If you compare the 3600 to the 9400 the 3600 comes out on top on UB -- in gaming, workstation, and desktop ratings. Same with 3600 vs 9100. The only reason you might consider a 9100 over a 3600 is cost -- the 9400F under $100 is close enough to the 3600 in gaming and general desktop use to make it compelling. UB is NOT pushing anyone to a 9400 or 9100 in comparison to 3600.
IMO, the rankings for the broad population of computer users seem generally correct when put up against benchmark results from Anandtech, Techpowerup, Tomshardware, etc. The only caveat is that UB becomes more inaccurate the more rendering, compiling, encoding, encrypting, and compute-heavy work you look at. That's where Ryzen pulls ahead from Intel. It's also a use-case that the majority of "general public" users are agnostic about.
That's the problem its still a tech site and as a tech site most of its viewership is directly pushed by users like us. They are really taking a chance that their traffic doesn't nose dive because of its general irrelevance.
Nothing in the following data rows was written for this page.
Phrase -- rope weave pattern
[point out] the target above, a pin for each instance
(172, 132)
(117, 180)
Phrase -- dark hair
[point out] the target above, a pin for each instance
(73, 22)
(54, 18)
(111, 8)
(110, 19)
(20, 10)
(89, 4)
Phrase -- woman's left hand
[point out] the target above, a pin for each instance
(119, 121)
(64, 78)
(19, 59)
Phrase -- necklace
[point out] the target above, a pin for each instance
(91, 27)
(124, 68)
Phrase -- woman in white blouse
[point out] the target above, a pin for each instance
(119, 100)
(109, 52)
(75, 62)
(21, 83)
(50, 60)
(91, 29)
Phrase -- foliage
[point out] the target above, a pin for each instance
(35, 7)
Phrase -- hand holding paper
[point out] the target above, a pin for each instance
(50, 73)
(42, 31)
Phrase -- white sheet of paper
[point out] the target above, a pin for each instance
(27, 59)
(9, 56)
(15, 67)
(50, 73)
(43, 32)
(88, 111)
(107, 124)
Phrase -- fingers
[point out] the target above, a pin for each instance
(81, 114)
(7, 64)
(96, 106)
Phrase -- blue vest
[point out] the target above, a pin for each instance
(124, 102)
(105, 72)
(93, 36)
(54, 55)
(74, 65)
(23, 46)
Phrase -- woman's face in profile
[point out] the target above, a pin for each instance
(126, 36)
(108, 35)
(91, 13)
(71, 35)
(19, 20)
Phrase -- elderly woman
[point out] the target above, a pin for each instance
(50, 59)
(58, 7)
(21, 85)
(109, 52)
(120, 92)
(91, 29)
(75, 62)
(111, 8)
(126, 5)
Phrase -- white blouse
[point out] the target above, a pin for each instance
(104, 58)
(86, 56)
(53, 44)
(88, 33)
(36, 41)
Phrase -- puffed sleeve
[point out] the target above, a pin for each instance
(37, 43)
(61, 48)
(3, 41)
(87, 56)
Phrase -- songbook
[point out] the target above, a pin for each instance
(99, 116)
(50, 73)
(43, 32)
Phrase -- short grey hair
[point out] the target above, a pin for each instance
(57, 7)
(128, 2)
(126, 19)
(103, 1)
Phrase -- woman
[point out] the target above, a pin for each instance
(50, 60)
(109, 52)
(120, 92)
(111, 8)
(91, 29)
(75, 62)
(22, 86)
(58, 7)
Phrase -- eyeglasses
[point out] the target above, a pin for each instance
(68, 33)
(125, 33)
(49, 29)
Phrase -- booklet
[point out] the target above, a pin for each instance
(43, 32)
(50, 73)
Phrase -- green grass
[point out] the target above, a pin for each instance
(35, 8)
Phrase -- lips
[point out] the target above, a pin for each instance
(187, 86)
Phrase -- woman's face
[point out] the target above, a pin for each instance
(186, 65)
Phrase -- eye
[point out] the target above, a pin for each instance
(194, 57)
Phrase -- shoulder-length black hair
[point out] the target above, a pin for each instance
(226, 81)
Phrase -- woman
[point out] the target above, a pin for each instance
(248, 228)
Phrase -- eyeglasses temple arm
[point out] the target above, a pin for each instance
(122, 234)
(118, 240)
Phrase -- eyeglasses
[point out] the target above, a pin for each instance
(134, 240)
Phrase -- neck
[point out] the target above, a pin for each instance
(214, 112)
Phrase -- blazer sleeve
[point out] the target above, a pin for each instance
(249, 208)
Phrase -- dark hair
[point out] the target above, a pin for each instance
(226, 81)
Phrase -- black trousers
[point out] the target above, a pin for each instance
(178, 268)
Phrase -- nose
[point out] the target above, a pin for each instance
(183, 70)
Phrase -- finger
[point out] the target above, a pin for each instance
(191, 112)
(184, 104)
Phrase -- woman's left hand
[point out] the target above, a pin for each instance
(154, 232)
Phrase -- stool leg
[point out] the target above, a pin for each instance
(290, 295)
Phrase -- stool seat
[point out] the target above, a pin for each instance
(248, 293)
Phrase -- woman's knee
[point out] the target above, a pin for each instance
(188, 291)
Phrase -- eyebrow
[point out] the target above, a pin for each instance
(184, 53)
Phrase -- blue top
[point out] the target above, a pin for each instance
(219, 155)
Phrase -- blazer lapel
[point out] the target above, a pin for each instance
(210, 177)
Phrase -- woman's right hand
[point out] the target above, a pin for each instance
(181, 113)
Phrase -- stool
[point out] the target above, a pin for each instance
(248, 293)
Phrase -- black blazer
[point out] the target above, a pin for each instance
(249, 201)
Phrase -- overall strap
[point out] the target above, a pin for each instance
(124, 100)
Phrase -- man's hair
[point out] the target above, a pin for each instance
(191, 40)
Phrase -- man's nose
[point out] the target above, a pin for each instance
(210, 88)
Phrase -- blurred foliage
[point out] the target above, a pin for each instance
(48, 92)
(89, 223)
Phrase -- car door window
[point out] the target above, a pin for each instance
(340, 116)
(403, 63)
Their traffic will depend on a lot of factors, not the least of which would be relevancy. As long as they correctly stratify the chips for the majority of users, they will continue to be used by those types of users.
So while I personally would NOT recommend an Intel-based system for my purposes (multiple medical record systems open at once, Plex server, JMP/SPSS work, photo processing, MS Office, video/audio editing, light gaming), I do not have any issue with UB's results that place the 9600K above the 3600, or the 3600 above the 9400, or the 9700K slightly above the 3700X -- for the purposes of the majority of people. Again, my theory being that if you're smart enough to be doing the tasks Ryzen is better at, then you're probably smart enough to know not to trust a single source for your data. And even in that case, if all you're doing is gaming, Office, web -- most of the review websites support buying a 9600K over a 3600X if all you care about is "performance now, I don't care about anything else", which you will discover when you do your research.
If you're not the kind of person that even thinks about researching before making several hundred dollar decisions (applied to this situation, that would be at least doing a meta-analysis of several solid reviews) then I highly doubt you're the type of person using multiple medical records, compiling code, doing heavy rendering work, etc. where Ryzen is going to excel.
But we know that a LOT of people don't even research their auto decision, which could be a life-or-death, multi-thousand-dollar decision, or are more concerned about brand and image than actual results. Which is why you see Jeep Wranglers used to commute on inner-city highways at 80mph. People care... but not about the same things as most of us who are more conscientious about things.
All of that being said, UB behaves like a petulant child and they are, at best, a decent chip stratifying website for the lay public.